Ich denke, ein Faktor, gerade in Deutschland, liegt in der Frankfurter Schule und dem Marsch durch die Institutionen, den sie angestrebt hat und jetzt praktisch erfolgreich abgeschlossen hat, sodass wir nun von oben herab marxistische Ideologie indoktriniert bekommen. Das ist eine Ursache. Ich bin mir sicher, dass es nicht die einzige ist, aber eine, die ich mit Molnar gut argumentieren kann und die man nachweisen kann.
Wo sehen Sie diese sozialistischen Einflüsse?
Auf globalistischer Ebene gibt es viele, zum Beispiel der Einheitslohn oder Grundlohn, dann die Gleichmacherei von Menschen, die ideologisch geprägt ist. Dazu zählt die Umsetzung der Genderideologie, die ein Menschenbild von einer winzigen Gruppe auf eine riesengroße oktroyiert, das heißt sozialisiert und sozialistisch umsetzt.
Ebenfalls gab es in der ganzen Gesundheitsfrage während der Coronasituation viele Bestrebungen, die einem Sozialismus glichen, also Kontrollen und Bestrafungen für Nichtbeachtung der Regeln, die aber völlig irrsinnig waren. Es gab Strafen, wenn man nicht mit einer Maske am Strand saß, wo sich jeder normale Mensch an den Kopf fasst.
Worauf ich den Schwerpunkt lege, ist dieser Kulturmarxismus, dass der Sozialismus vor allen Dingen in der Kultur der Gesellschaft zum Ausdruck kommt. Destruktive Kunst ist vorherrschend. Es gibt den Dekonstruktivismus in der Architektur, das völlige Fehlen von guten Inszenierungen, von Opern und so weiter. Es wird alles nur auf den geringsten gemeinsamen Nenner reduziert. Im Grunde ist das ein sozialistisches Anstreben.

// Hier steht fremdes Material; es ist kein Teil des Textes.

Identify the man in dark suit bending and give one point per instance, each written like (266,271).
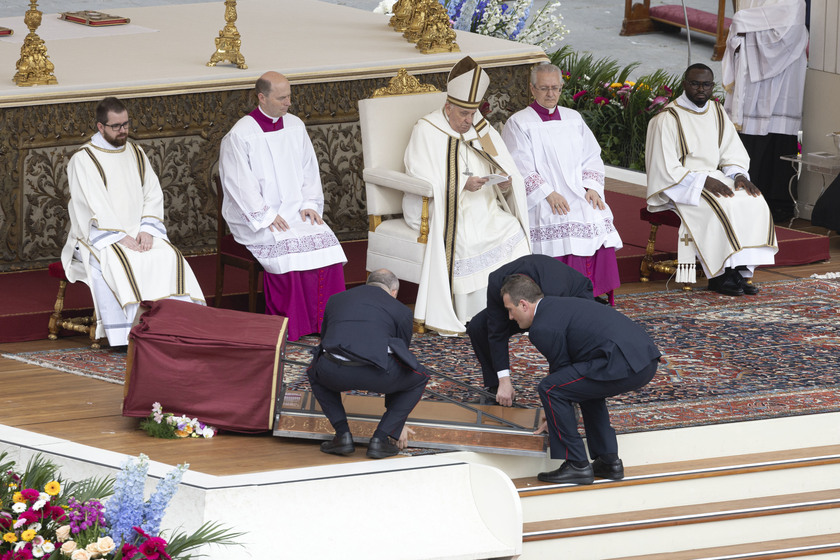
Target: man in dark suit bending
(593,352)
(365,337)
(491,329)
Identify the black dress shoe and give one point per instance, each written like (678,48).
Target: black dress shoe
(726,284)
(339,445)
(612,471)
(749,288)
(569,474)
(380,448)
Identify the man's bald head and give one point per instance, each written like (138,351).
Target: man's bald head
(274,94)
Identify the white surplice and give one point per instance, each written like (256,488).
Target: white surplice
(561,156)
(764,66)
(685,144)
(487,228)
(114,193)
(266,174)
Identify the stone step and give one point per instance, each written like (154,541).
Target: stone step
(669,529)
(820,546)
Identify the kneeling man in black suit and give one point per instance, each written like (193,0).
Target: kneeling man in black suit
(593,352)
(365,337)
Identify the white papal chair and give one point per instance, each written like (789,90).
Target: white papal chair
(386,120)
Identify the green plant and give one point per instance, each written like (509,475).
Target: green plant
(616,109)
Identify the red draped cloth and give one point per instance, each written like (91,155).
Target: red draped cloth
(218,365)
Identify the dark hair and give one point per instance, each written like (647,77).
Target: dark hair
(263,86)
(519,287)
(384,277)
(696,66)
(108,105)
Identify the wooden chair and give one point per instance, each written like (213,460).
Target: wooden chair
(58,322)
(641,18)
(231,253)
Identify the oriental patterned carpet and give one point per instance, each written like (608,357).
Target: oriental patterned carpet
(724,359)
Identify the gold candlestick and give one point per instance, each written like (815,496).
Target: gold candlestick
(228,41)
(34,66)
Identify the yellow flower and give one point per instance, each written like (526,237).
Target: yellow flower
(52,488)
(28,535)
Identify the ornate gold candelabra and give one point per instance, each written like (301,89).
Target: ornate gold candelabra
(228,41)
(34,66)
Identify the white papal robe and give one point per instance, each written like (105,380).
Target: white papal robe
(266,174)
(685,144)
(113,193)
(471,234)
(561,156)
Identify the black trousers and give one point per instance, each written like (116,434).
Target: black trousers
(477,331)
(562,388)
(402,388)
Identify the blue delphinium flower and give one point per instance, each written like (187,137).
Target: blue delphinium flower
(124,509)
(154,509)
(521,24)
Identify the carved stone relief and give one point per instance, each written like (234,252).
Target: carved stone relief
(181,135)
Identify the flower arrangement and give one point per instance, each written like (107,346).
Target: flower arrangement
(616,109)
(508,19)
(505,19)
(171,426)
(42,516)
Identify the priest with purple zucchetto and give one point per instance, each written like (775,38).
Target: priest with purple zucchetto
(560,160)
(274,205)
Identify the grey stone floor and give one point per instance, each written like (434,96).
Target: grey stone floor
(593,26)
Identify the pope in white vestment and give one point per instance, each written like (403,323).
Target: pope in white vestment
(560,160)
(117,242)
(475,226)
(273,205)
(697,166)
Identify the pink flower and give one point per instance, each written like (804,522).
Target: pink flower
(154,549)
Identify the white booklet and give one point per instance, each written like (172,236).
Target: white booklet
(493,179)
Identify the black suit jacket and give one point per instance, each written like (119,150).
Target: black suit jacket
(363,323)
(552,276)
(596,340)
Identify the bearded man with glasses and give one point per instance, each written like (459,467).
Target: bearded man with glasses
(560,160)
(117,243)
(697,166)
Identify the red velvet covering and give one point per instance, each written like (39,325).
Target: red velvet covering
(218,365)
(56,270)
(697,19)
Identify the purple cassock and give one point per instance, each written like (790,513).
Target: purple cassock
(299,295)
(601,268)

Ist die Kritik aktuell, dass sich viele Intellektuelle zum Sozialismus hingezogen fühlen?
Deswegen haben wir dieses Buch herausgegeben. Mit meinem Kollegen Jochen Prinz denken wir, dass diese Kritik auf brisanteste Weise aktuell ist. Denn alles, was Molnar schreibt, lässt sich eins zu eins auf die heutige Zeit anwenden.

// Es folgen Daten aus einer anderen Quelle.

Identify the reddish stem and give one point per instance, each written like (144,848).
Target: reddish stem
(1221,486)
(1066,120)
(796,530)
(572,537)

Ein weiteres Buch von ihm, relativ kurz, mit nur 121 Seiten, kann ich empfehlen. Es heißt „Die Linke beim Wort genommen“. In diesem Buch zeigt er, wie die kulturelle Herrschaft der Linken entstanden ist. Man liest es und jede Seite beschreibt eigentlich das Jahr 2022, was ziemlich beeindruckend ist, denn es hat an Aktualität nichts verloren. Deswegen kann ich Molnar den Lesern durchaus ans Herz legen.
Dieser Artikel erschien zuerst in der Epoch Times Wochenzeitung, Ausgabe Nr. 59, vom 27. August 2022.